Un initié du gouvernement a ajouté : "Nous nous attendons à une opposition de la part de ceux qui prônaient les termes du Brexit les plus durs. Ils crieront à la trahison, mais la réalité est que tous les accords internationaux nécessitent un certain degré d'alignement et de compromis." Les accords internationaux sont construits sur des règles partagées. "Même les partisans du libre-échange et les conservateurs les plus ardents ont toujours été pragmatiques. Mais Nigel Farage n'a pas le courage de faire face à cette réalité ; il est impossible de l'imaginer négocier un accord avec l'UE."



Foire Aux Questions
Bien sûr. Voici une liste de FAQ sur la proposition de Keir Starmer de s'aligner plus étroitement sur les réglementations de l'UE, conçue pour couvrir une gamme de perspectives et de niveaux de détail.



Questions de définition pour débutants



1. Que propose exactement Keir Starmer ?

Il propose qu'un futur gouvernement travailliste cherche à établir un nouvel accord entre le Royaume-Uni et l'UE pour réduire les obstacles commerciaux en alignant volontairement les réglementations britanniques sur les règles de l'UE dans des secteurs clés, sans pour autant réintégrer le Marché unique ou l'Union douanière.

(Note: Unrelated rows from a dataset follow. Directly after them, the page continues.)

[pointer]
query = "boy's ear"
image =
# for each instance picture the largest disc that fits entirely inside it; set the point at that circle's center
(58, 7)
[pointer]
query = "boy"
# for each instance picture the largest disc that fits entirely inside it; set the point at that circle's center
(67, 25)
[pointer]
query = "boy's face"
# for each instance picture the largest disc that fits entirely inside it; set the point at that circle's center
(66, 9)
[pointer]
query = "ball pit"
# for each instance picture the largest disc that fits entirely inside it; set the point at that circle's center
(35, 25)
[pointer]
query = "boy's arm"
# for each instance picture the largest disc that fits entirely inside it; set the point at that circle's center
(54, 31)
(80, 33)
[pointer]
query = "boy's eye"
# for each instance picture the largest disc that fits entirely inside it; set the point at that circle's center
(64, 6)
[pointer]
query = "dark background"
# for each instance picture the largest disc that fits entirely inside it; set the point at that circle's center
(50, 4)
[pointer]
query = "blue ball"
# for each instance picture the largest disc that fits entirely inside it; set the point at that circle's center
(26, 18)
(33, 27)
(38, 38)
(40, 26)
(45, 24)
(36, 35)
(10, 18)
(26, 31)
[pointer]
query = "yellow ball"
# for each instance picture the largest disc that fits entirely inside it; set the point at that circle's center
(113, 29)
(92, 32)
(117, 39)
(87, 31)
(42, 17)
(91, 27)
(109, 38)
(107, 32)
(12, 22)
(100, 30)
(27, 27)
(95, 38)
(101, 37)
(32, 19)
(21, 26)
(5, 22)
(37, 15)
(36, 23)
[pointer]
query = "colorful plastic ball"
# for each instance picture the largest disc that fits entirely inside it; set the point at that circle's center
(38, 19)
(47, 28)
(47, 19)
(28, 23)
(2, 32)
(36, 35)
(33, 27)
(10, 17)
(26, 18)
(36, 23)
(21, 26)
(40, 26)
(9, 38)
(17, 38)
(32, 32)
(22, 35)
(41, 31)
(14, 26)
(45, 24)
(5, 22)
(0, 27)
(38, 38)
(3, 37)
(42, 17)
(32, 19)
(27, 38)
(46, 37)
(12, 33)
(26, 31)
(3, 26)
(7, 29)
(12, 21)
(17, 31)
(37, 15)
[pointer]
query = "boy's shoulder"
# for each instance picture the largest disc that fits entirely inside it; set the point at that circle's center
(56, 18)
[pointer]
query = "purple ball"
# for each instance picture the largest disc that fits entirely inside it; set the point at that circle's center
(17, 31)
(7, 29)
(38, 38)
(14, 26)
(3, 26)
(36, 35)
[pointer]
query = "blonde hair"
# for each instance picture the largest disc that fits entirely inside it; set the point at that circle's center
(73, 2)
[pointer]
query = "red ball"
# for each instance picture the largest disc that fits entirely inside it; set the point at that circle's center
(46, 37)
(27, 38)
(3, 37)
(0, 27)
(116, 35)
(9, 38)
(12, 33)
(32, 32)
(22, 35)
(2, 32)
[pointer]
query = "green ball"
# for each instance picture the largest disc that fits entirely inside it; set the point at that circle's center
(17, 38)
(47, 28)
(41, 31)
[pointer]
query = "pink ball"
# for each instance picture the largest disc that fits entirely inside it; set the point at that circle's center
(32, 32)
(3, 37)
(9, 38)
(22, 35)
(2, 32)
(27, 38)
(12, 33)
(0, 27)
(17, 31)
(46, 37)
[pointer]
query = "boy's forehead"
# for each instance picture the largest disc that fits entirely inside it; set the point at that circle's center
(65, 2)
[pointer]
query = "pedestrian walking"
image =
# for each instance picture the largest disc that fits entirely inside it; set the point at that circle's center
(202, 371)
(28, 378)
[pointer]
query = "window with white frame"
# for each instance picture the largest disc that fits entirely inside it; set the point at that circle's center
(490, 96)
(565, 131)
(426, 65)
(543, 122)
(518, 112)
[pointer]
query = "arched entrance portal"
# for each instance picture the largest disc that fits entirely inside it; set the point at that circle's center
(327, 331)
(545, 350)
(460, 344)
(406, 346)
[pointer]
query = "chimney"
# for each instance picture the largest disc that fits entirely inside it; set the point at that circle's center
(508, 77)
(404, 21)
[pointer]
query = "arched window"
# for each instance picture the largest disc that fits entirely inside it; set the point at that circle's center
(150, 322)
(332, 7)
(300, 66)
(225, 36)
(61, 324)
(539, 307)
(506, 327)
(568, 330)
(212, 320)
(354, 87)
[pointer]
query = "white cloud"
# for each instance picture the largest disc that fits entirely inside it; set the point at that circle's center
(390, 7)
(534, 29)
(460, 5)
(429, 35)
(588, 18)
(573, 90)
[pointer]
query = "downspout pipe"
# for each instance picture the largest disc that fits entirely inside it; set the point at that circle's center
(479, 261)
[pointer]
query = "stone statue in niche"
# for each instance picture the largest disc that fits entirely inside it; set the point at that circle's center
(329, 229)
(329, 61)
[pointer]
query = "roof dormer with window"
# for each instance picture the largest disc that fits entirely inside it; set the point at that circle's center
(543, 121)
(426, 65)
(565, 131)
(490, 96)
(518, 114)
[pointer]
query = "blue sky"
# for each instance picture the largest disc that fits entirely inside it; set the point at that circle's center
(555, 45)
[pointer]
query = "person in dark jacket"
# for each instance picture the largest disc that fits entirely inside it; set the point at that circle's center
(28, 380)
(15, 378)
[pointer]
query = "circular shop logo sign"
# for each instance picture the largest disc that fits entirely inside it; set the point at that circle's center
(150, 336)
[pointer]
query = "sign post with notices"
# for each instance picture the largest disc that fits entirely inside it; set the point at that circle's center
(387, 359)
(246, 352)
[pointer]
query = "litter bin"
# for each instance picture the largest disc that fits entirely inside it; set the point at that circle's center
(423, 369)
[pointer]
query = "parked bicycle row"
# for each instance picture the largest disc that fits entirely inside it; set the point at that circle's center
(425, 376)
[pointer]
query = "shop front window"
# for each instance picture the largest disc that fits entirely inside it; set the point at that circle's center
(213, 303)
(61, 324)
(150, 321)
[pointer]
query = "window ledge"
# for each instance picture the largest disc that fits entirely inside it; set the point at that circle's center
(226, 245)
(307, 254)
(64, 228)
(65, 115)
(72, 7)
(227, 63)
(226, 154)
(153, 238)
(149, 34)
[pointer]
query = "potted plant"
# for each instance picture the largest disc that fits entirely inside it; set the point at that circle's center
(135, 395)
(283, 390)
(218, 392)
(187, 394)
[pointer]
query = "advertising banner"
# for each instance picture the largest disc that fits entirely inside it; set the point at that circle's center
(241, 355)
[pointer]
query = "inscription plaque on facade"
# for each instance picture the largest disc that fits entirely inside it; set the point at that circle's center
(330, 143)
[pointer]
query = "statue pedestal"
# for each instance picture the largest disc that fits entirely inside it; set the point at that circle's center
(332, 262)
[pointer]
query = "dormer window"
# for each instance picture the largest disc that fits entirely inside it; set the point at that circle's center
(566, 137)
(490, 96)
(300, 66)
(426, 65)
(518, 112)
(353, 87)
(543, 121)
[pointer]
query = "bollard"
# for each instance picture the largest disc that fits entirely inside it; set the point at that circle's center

2. Cela signifie-t-il que le Royaume-Uni réintègre l'UE ?

Non. Il ne s'agit pas de réintégrer l'UE, le Marché unique ou l'Union douanière. Il s'agit d'établir une relation commerciale plus étroite où le Royaume-Uni choisit de suivre certaines règles de l'UE pour faciliter les échanges.



3. De quelles réglementations parle-t-on ?

L'accent est probablement mis sur les secteurs où les frictions nuisent le plus à l'économie, tels que :

- Marchandises : Normes sanitaires pour les denrées alimentaires, certifications de sécurité des produits et produits chimiques.

- Services : Reconnaissance mutuelle des qualifications professionnelles pour des secteurs comme l'architecture et la finance.



Avantages et justification



4. Quel est le principal avantage de cette démarche ?

L'objectif principal est de stimuler l'économie britannique en réduisant les contrôles frontaliers coûteux, la paperasserie et les retards ajoutés depuis le Brexit, facilitant et rendant moins cher l'exportation des entreprises britanniques vers l'UE.



5. Cela rendra-t-il les produits moins chers en magasin ?

Potentiellement, oui. Si cela réduit le coût et la complexité d'importation des denrées alimentaires et des marchandises en provenance de l'UE, une partie de ces économies pourrait être répercutée sur les consommateurs, aidant ainsi au coût de la vie.



6. Pourquoi Starmer se concentre-t-il sur cela maintenant ?

Il soutient que l'accord actuel sur le Brexit freine la croissance économique et qu'une relation plus pragmatique et coopérative avec l'UE est nécessaire pour y remédier.



Préoccupations et problèmes courants



7. Cela ne fait-il pas de nous un simple suiveur de règles sans voix au chapitre ?

C'est la principale critique. Les opposants soutiennent qu'en s'alignant sur les règles de l'UE, le Royaume-Uni devrait suivre de futures réglementations sur lesquelles il n'a pas son mot à dire, sapant ainsi la souveraineté promise par le Brexit.



8. L'UE acceptera-t-elle même cela ?

Ce n'est pas garanti. L'UE exigerait probablement des concessions importantes pour un meilleur accès au marché, comme l'acceptation d'un "level playing field" (conditions de concurrence équitables).